Delegation from Siegburg meets Holocaust survivor

Fred Gottlieb guides the group at Yad Vashem.

Siegburg synagogue 311 (photo credit: Yad Vashem)
Siegburg synagogue 311
(photo credit: Yad Vashem)
A group of Germans from Siegburg were guided this week around the Yad Vashem Holocaust memorial by a former resident of the city, Fred Gottlieb, who fled the city as a 10-year old boy in 1939.
The mission, which includes Andre Kuchheuser, the director of the Siegburg municipality’s department for culture, is in Israel as part of a broader city program entitled “Encounters with Israel,” comprising a series of events and lectures designed to foster understanding of the State of Israel in Siegburg.
“The purpose of the trip is to form a connection with Israel and with its citizens here, as well as to gain further insight into the events of the Holocaust,” Kuchheuser said. “We are also here to gain knowledge of the cultures and religions that are found here in Israel.”
As part of the week-long trip, which began on September 1, the group also visited what has become known as the Siegburg Torah, currently kept in the Ramat Eshkol synagogue in Haifa. The Torah scroll belonged to the synagogue in Siegburg and was saved from destruction by wine merchant Moritz Heymann who snuck into the synagogue on Kristallnacht as it was burning and smuggled it out of the city.

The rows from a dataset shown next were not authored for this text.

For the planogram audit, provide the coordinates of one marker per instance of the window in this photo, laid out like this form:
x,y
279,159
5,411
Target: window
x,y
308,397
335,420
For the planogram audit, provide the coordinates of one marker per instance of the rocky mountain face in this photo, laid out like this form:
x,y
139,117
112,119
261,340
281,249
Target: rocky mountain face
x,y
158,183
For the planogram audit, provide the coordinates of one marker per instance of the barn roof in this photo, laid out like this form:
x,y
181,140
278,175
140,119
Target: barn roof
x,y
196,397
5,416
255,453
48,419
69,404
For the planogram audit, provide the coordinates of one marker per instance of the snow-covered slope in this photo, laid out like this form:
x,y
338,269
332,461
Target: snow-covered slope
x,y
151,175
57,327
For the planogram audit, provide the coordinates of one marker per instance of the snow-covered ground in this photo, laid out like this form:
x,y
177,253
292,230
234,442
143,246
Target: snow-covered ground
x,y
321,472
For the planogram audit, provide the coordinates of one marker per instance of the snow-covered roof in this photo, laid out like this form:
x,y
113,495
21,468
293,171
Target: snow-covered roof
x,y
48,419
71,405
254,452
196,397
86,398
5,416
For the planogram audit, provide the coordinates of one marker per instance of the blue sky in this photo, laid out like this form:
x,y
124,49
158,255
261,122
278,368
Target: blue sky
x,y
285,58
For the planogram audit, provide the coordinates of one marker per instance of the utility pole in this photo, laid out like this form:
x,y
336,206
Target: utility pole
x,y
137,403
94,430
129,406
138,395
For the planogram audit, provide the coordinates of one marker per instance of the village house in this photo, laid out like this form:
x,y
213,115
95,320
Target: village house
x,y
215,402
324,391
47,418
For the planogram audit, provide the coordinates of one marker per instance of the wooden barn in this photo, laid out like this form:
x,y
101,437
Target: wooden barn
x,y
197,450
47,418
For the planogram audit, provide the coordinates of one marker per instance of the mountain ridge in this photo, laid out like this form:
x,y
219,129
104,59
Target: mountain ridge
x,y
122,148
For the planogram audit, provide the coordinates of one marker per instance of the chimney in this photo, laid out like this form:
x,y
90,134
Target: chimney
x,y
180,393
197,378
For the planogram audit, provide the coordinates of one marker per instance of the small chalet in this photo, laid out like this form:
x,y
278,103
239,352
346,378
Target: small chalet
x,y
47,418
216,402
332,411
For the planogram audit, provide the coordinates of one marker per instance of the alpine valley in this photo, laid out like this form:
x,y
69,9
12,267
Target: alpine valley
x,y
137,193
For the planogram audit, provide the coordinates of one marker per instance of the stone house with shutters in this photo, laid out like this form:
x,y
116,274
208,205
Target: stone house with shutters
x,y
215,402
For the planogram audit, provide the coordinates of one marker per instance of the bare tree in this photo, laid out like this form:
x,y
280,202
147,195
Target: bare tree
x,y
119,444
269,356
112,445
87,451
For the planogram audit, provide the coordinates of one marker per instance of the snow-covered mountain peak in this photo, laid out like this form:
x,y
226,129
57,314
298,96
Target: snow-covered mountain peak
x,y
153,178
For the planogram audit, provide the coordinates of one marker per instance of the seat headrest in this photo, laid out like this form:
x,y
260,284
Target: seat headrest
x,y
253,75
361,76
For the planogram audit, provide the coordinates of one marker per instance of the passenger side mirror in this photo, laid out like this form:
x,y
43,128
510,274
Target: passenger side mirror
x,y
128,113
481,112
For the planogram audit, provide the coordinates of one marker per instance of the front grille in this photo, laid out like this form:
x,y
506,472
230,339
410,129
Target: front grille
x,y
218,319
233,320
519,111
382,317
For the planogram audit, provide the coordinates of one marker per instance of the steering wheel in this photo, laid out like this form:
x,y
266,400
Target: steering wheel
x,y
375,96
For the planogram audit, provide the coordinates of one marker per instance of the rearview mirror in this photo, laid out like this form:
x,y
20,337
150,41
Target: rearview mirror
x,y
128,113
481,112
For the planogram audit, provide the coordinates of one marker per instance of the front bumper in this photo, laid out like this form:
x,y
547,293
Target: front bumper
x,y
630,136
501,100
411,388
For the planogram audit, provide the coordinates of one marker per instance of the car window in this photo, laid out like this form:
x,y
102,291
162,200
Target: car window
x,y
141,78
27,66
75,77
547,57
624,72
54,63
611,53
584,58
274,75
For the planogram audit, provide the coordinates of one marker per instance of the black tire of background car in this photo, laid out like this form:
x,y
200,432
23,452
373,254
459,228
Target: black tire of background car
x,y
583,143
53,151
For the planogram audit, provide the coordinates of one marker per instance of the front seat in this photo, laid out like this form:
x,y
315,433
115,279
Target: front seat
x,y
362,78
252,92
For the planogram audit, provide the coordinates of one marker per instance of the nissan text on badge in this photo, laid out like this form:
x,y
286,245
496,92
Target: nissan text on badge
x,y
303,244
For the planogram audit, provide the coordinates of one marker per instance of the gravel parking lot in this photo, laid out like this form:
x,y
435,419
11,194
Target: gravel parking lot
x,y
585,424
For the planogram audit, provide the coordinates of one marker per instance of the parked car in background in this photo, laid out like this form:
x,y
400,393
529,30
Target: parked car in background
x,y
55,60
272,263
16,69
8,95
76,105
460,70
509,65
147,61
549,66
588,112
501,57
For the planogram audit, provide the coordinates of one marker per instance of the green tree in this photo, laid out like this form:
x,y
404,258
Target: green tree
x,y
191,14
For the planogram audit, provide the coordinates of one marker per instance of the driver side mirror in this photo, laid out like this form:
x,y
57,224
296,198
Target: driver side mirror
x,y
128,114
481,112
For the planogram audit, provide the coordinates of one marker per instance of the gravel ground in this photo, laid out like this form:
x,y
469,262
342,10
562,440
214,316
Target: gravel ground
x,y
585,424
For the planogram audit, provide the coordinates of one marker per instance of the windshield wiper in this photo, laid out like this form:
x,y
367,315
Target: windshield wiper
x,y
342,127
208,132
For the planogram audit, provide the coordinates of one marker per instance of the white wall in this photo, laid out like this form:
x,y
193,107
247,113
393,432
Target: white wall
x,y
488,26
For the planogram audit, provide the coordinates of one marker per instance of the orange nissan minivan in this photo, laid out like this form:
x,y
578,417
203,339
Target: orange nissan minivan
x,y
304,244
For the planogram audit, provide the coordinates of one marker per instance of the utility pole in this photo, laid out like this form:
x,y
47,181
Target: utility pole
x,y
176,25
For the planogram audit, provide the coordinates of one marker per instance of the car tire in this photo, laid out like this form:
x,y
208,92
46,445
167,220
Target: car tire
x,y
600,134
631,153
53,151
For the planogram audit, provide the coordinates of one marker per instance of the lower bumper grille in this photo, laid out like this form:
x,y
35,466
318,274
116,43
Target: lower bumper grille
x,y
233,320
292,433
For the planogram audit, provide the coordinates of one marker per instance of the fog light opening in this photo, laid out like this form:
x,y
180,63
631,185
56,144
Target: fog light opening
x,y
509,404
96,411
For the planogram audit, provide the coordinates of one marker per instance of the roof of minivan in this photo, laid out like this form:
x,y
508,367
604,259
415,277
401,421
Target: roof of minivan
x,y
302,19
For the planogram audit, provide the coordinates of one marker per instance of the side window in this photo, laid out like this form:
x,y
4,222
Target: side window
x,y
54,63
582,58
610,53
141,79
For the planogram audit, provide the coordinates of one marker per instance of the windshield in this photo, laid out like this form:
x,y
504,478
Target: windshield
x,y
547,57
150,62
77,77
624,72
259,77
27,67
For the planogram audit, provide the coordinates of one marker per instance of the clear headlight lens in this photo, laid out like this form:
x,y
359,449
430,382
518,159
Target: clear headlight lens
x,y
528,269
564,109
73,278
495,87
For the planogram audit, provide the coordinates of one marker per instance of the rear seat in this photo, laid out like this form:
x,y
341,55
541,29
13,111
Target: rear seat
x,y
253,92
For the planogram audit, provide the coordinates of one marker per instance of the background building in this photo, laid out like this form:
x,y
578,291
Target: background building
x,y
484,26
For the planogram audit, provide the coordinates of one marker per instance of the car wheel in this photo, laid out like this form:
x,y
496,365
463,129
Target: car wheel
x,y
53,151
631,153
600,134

It was eventually brought to Haifa where one of Heymann’s sons settled after the war. Present at the synagogue was Uri Heymann, another of Moritz’s sons, along with Haifa resident and Science and Technology Minister Daniel Hershckowitz.
“Viewing this Torah, which came from my hometown was very moving and emotional,” said Christiane Wurm, one of the participants on the trip. “Seeing the scroll was especially meaningful for me because my grandfather rented shop-space and an apartment from Moritz Heymann so I feel a real connection with what happened to the synagogue, the Torah, and the Siegburg Jewish community.”
On the tour in Yad Vashem, Gottlieb recalled some of his experiences as a young boy in Siegburg.
“The effect that Nazi policies had on Jewish life in the city was clear even to a 10- year old,” he said. “I heard songs sang by Nazi supporters such as one that went ‘When Jewish blood splatters from the knife then all will be well.’ It was a priest, friendly with my father, who warned him two weeks before Kristallnacht to get himself and his family out of Germany and that’s what he did.
“My mother wouldn’t let us watch the synagogue burning,” Gottlieb recalled.
“She took us into her bedroom to protect us but I saw the windows being smashed and people being arrested.”
Gottlieb’s father, a family physician in Siegburg who fought for Germany in World War I and was awarded two Iron Crosses, fled to Cuba after Kristallnacht after which arrangements were made for Fred and his sister to enter the UK through the Kindertransport program in 1939.
There they were met by their mother, and the entire family was reunited in New York in March 1940.
According to Gottlieb, who published an account of his childhood in Siegburg between 1929 and 1938, in which he also researched the fate of the city’s Jewish community, there were approximately 300 Jews living there before the war, more than two-thirds of whom survived, many having, like his own family, fled the country before the Holocaust began in earnest.